The bad guys know a lot of companies are slow to patch, and so they continue to cook up exploits for the older vulnerabilities, experts say. In fact, security experts say, worms like Blaster and Sasser -- launched four to five years ago against vulnerabilities for which patches were made available around the same period -- are still in wide circulation today.

Dan Ward, an IT security analyst at Acxiom, cites this as one of the major sins on his personal list. This problem, he says, extends not just to poor operating system patching, but also middleware, application and even device driver security updates.

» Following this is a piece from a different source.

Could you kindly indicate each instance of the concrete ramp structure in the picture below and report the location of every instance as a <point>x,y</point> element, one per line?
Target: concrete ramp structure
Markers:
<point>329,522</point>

6. Lax logging, monitoring

The final item on the list involves the failure of many organizations to keep an eye on all the activity logs coming out of the various devices on the network. As McGann points out, a company must know what's going on in the network in order to secure it.

Ward agrees. "Log management is one of those issues that no one really likes to deal with," he says. "But since we're security professionals, we really need to dig into our log data and understand what's happening at all levels of the end-user chain."

7. Spurning the K.I.S.S.

It has been said that in the art of network security one must observe the K.I.S.S. principle -- "keep it simple, stupid," or "keep it simple for security." Unfortunately, networks are getting increasingly complex as companies bolt one device onto the next, often configuring things badly along the way.

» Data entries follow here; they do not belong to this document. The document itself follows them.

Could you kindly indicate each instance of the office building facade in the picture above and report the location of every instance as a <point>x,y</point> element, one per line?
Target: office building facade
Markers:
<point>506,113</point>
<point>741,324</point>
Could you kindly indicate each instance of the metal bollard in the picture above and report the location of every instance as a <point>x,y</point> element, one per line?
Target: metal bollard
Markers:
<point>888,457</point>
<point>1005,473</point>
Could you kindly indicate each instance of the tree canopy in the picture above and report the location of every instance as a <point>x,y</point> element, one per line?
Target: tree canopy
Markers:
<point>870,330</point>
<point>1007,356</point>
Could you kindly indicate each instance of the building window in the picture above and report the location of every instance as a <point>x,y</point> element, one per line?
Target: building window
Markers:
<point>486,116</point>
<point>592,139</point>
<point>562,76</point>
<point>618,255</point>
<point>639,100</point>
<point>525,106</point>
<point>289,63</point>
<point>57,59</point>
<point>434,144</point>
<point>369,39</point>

Add the failure to segment certain parts of the network from other parts and you have a recipe for disaster.

"What can I say? Complexity is bad, very bad," Brush says.

Nick Puetz, director of data security at FishNet Security, says trusted networking is one of the founding concepts of IT security. However, while most companies will spend millions of dollars to secure their perimeter, "they don't take any time to segment their internal network."

As a result, it becomes impossible to get a grip on where sensitive data is flowing from one part of the network to the next. If you can't be certain where all the data is on the network, protecting it is exceedingly difficult. It's also the type of thing compliance auditors frown upon.